In this project we aim to predict the type of vehicle crash that can be foreseen in the city of New York based on the traffic volume, using Graph Neural Networks (GNNs).

To develop this machine learning model we use 3 different datasets.

  1. The traffic signals extracted from OpenSteetMaps which includes data for highway elements.
  2. Traffic volume from the New York State website within the Department of Transportation.
  3. Vehicle collisions/crash events from the NYC Open Data Website within the Serious Injury Response, Tracking & Analysis Program (SIRTA).

The model could hold potential if developed further, to be used by emergency service lines in order to foresee areas which have high or dangerous crash risks, and more precautionary strategies could be implemented in those areas, achieving a better city planning service due to the high density of New York City.

Street network of New York City with edges and nodes.

Features

The 4 features included Traffic Signals/Intersections, Low Traffic, Medium Traffic, and High Traffic. To assign the traffic volume data to our nodes, after retrieving the max and min traffic density areas within a weekday, we re-organised the data into medium and high thresholds with quantiles. The Traffic Density is then categorized based on the high, medium, and low thresholds and assigned to the nearest nodes.

We then cluster the nodes with K-means clustering in order to separate areas which have higher traffic volumes and also less traffic signals and vice versa.

Classification

For the crashes we used a dataset from data.cityofnewyork.us which is serious vehicular crashes that were analyzed and reported on as part of SIRTA. Our classification strategy used 3 columns from the dataset which were of 1. Total Non-Severe Injuries (TNS) 2. Total Severe Injuries (TS) and 3. Total Fatalities (TF).

We classified them TF (Total Fatalities) as 3C, TS (Total Severe) as 2C, and TNS (Total Non-Severe) as 1C and encoded so that if there are more than 0 occurrences within Total Fatalities then they are sorted into TF. The same logic was applied to TS and TNS. Due to the large data imbalance in between the classes we later on applied that if TS (Total-Severe) is more than 2 then it is classified as TF (Total-Fatalities).

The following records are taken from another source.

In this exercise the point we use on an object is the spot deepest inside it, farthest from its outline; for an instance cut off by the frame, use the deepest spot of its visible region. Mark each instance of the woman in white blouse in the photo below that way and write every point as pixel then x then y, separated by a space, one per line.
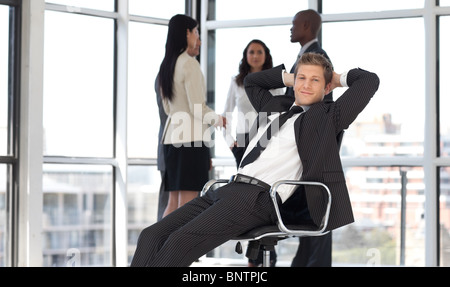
pixel 255 57
pixel 187 133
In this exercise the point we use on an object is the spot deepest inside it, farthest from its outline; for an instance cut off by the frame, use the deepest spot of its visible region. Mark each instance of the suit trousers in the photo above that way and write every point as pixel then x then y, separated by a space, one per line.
pixel 314 251
pixel 203 224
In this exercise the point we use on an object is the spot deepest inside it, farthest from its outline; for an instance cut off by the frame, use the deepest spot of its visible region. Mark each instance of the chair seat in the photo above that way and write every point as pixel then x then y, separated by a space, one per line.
pixel 272 230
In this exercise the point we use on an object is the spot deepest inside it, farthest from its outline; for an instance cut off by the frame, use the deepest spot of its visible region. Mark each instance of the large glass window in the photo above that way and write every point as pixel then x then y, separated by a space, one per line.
pixel 444 2
pixel 444 220
pixel 4 45
pixel 151 9
pixel 3 218
pixel 77 215
pixel 78 85
pixel 107 5
pixel 143 194
pixel 253 9
pixel 145 54
pixel 380 234
pixel 444 86
pixel 392 124
pixel 351 6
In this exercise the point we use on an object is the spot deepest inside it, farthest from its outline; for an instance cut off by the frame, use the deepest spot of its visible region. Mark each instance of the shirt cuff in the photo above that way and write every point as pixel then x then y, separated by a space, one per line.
pixel 343 79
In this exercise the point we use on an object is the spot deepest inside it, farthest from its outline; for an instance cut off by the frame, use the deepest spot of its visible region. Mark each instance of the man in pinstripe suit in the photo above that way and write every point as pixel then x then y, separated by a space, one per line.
pixel 313 251
pixel 304 147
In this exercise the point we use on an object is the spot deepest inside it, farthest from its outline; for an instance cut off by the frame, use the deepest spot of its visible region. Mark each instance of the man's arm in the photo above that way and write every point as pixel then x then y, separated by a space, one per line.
pixel 362 86
pixel 257 86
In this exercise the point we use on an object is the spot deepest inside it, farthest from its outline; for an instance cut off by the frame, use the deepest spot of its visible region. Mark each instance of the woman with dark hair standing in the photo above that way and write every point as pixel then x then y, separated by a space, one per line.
pixel 187 131
pixel 255 57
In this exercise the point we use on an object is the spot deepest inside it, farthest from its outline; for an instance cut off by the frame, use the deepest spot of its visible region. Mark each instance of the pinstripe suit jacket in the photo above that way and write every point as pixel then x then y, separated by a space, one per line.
pixel 315 134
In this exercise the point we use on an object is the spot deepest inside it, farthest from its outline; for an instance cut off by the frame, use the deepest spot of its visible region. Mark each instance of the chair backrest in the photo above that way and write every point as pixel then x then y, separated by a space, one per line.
pixel 339 138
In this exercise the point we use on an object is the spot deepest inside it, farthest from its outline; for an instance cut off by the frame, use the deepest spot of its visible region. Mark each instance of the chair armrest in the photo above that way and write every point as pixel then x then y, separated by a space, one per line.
pixel 208 185
pixel 282 226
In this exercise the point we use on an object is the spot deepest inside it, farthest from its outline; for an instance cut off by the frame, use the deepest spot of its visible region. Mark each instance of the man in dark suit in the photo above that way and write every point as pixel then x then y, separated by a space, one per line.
pixel 304 147
pixel 306 25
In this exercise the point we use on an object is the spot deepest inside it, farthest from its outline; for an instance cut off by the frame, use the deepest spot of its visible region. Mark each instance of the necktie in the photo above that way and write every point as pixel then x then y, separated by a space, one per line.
pixel 264 139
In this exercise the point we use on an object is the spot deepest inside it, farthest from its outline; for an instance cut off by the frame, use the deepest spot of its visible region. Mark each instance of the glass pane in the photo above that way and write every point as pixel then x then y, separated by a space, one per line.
pixel 3 218
pixel 157 9
pixel 4 44
pixel 77 215
pixel 277 39
pixel 78 85
pixel 392 124
pixel 375 237
pixel 253 9
pixel 444 85
pixel 444 220
pixel 145 56
pixel 349 6
pixel 107 5
pixel 143 195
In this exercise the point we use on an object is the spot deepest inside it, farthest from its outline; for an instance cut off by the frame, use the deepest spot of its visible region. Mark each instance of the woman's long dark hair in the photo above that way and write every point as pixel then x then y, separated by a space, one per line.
pixel 244 67
pixel 176 44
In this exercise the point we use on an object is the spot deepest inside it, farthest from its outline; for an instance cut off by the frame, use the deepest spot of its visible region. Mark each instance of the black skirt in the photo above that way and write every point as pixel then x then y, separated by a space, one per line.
pixel 187 166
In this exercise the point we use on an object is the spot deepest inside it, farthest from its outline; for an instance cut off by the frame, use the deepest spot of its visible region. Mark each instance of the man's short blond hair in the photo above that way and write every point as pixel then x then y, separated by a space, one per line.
pixel 316 59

We can see in the accident locations graph above that 2C – Total Severe – still held a large portion of the data.

To combat the data imbalance and also to improve predictions we set bounding boxes around the geo points so a wider area of nodes can be applied to the classes 1C and 3C meanwhile keeping the bounding boxes for 2C smaller as they were more than the other two classes to begin with.

We then plot the classes again with the graph and can see that the classes which were less now have wider applicable area.

Training

The graph was split into Train, Validation, Test, Prediction Nodes and set for training. From left to right we can see the Crash Classes Graph, Train Graph, Validation Graph, Test Graph and the Prediction Graph.

The plot demonstrates the improvement in accuracy for both the training and validation datasets as the model trains over 1000 epochs, with the training accuracy generally being higher than the validation accuracy. There is a noticeable gap between the training and validation accuracy, with the training accuracy being higher. This gap indicates that the model is likely overfitting to some extent.

Class 0 (3C): The model struggles significantly with class 0, often misclassifying it as class 1.

Class 1 (2C): The model performs well with class 1, with the highest number of correct predictions, but there are still some misclassifications.

Class 2 (1C): The model has a moderate performance with class 2, with many instances being misclassified as class 1.

This suggested us the need for:

  • More training data for underrepresented classes.
  • Model tuning to improve classification accuracy.
  • Techniques such as class weighting to handle imbalanced datasets.

In the future by applying these methods the model could be improved in order to have more accurate predictions.

Conclusion

The complete graph of the missing classes after training showed us that there was a somewhat an accurate prediction of the type of crash in the unknown areas. The class predicted most (2C) made sense as there would be more severe injury crashes than fatality which would be more rare, and non-severe as it is a dense city where the crash risks are higher. In the end the model could be vastly improved with features that may affect crashes more precisely, and improving the training data and process.